Secondo i criteri ridefiniti dalla circolare n. 137/2021 e per il massimale previsto dalla circolare n. 14/2023 (nel 2022 il riferimento era la circolare n.26/2022), il ticket di licenziamento ammonta a euro 603,11 (41% del massimale mensile di 1.470,99 euro) per ogni anno di servizio del lavoratore cessato, fino ad un massimo di euro 1.809,33.
Dunque, per calcolore l’importo che il datore di lavoro dovrà corrispondere per ogni lavoratore licenziato bisogna moltiplicare 603,11 per ogni anno in cui la risorsa è che stata “in forza”, sino a un massimo di 3 anni.
Il ticket risulta scollegato dall’importo della prestazione individuale e, conseguentemente, è dovuto in misura identica a prescindere dalla tipologia di lavoro a tempo pieno o parziale.
Dovendo il ticket essere calcolato in termini proporzionali rispetto ai mesi di anzianità aziendale, maturati dal dipendente nel limite massimo di 36 mesi, occorre quindi preliminarmente procedere alla determinazione dell’anzianità di servizio del lavoratore cessato.
- licenziamenti collettivi: essi sono intimati dai datori di lavoro assoggettati alla contribuzione di finanziamento della CIGS all’esito di procedure di licenziamento collettivo, avviate successivamente al 20.10.2017, l’aliquota è stata elevata all’82%. Invece, per i licenziamenti effettuati a seguito di procedure di licenziamento collettivo avviate entro il 20.10.2017 la quota è pari al 41%.
Quanti soldi prendi se vieni licenziato?
Innanzitutto occorre distinguere le diverse voci:
- NASPI: in caso di retribuzione uguale o inferiore a 1.352,19 €, l’importo della NASPI per il 2023 è pari al 75% della retribuzione media mensile imponibile ai fini previdenziali negli ultimi quattro anni di lavoro. Se, invece, la retribuzione media è superiore alla cifra di riferimento, l’ammontare della NASPI è pari al 75% dell’importo di riferimento più il 25% della differenza tra quest’ultima cifra e la retribuzione del lavoratore.
La formula usata per calcolare la NASPI parte dalla retribuzione media mensile del lavoratore, che si ottiene dividendo la retribuzione totale nei quattro anni di riferimento per il numero di settimane contributive valide per il calcolo dell’indennità. Se la retribuzione media mensile è inferiore a quella di riferimento, allora è sufficiente calcolare il 75% della cifra risultante, che coincide con l’importo NASPI spettante; se la retribuzione media è superiore a 1.352,19 euro, bisogna adeguare l’assegno di disoccupazione aggiungendo il 25% della differenza tra la retribuzione media del lavoratore e quella presa a riferimento dall’INPS.

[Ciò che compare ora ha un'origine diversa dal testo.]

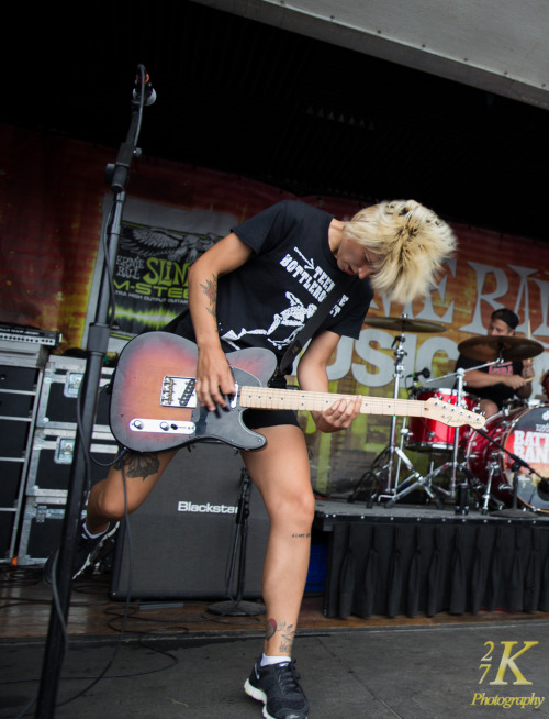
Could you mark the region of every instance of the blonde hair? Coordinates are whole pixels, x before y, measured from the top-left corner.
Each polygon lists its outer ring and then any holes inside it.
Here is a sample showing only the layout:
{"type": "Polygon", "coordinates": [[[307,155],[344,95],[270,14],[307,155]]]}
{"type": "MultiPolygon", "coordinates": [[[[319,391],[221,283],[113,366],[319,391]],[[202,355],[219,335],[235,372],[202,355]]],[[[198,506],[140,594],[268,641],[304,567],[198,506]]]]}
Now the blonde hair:
{"type": "Polygon", "coordinates": [[[448,224],[415,200],[365,208],[344,223],[343,232],[376,255],[373,288],[401,303],[427,294],[457,246],[448,224]]]}

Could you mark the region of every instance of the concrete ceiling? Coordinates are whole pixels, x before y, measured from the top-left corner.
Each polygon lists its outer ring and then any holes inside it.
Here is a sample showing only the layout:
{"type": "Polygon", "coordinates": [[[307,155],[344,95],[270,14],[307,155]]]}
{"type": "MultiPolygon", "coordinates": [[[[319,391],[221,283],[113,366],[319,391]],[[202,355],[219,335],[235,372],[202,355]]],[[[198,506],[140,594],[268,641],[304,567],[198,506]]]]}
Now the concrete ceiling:
{"type": "Polygon", "coordinates": [[[548,0],[198,0],[549,108],[548,0]]]}

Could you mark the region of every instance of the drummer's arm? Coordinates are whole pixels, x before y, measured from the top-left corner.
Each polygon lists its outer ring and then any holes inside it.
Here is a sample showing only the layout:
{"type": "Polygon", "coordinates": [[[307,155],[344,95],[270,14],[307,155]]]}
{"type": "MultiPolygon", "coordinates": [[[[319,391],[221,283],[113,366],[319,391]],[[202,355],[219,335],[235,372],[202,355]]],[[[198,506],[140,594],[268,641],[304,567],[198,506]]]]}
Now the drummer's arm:
{"type": "Polygon", "coordinates": [[[481,372],[480,369],[470,369],[463,375],[463,380],[469,389],[493,387],[494,385],[506,385],[522,399],[529,397],[531,391],[531,383],[526,383],[520,375],[491,375],[488,372],[481,372]],[[528,394],[519,394],[522,390],[527,391],[528,394]]]}

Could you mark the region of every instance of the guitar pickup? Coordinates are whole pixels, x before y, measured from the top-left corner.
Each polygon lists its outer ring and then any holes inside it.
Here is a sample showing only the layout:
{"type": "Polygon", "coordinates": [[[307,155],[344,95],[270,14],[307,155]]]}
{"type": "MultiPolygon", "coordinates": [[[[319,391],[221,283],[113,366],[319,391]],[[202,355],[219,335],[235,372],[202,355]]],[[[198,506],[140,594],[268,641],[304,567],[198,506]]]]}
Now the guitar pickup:
{"type": "Polygon", "coordinates": [[[195,409],[195,383],[194,377],[164,377],[160,388],[160,405],[163,407],[195,409]]]}
{"type": "Polygon", "coordinates": [[[136,417],[130,421],[132,432],[152,434],[194,434],[194,422],[169,422],[168,420],[143,419],[136,417]]]}

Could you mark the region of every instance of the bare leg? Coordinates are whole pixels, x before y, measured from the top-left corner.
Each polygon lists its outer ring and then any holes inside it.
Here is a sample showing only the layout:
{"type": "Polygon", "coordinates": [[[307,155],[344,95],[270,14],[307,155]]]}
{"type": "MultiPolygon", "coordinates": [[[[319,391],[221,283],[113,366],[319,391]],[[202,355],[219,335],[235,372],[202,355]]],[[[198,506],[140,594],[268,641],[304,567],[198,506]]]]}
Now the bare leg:
{"type": "Polygon", "coordinates": [[[110,468],[107,478],[90,490],[86,515],[88,530],[98,534],[107,530],[109,522],[123,519],[126,501],[128,513],[141,507],[175,455],[176,451],[124,454],[110,468]]]}
{"type": "Polygon", "coordinates": [[[291,656],[311,551],[314,496],[303,432],[292,425],[259,430],[267,446],[243,453],[270,519],[264,565],[265,653],[291,656]]]}

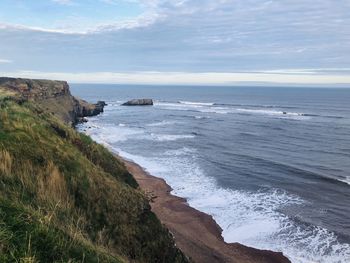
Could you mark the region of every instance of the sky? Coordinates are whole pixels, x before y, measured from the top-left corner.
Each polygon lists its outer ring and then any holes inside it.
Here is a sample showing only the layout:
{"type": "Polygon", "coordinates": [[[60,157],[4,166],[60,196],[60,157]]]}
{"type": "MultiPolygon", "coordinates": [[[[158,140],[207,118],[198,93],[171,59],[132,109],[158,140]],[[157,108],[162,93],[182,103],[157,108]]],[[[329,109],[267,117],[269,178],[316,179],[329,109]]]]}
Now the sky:
{"type": "Polygon", "coordinates": [[[0,75],[350,87],[350,0],[0,0],[0,75]]]}

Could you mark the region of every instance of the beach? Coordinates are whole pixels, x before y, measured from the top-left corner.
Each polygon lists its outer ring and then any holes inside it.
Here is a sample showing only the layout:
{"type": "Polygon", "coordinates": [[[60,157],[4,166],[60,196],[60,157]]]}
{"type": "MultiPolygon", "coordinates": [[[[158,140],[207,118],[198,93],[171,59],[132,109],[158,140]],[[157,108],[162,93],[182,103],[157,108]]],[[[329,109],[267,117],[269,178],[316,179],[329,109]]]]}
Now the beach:
{"type": "Polygon", "coordinates": [[[290,262],[282,253],[226,243],[221,228],[210,215],[190,207],[186,199],[172,195],[171,187],[163,179],[150,175],[132,161],[117,158],[125,163],[149,197],[152,211],[173,234],[176,245],[194,262],[290,262]]]}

- INDENNITA’ SOSTITUTIVA DEL PREAVVISO: deve essere calcolata sulla base della retribuzione normalmente spettante al lavoratore al momento in cui la parte decide di interrompere il rapporto di lavoro All’interno della retribuzione parametro devono essere computati le provvigioni, i premi di produzione, le partecipazioni agli utili, le indennità sostitutive di mensa e di alloggio e ogni altro compenso di carattere continuativo.
Al contrario, non devono essere considerati come elementi costitutivi della retribuzione i rimborsi spese.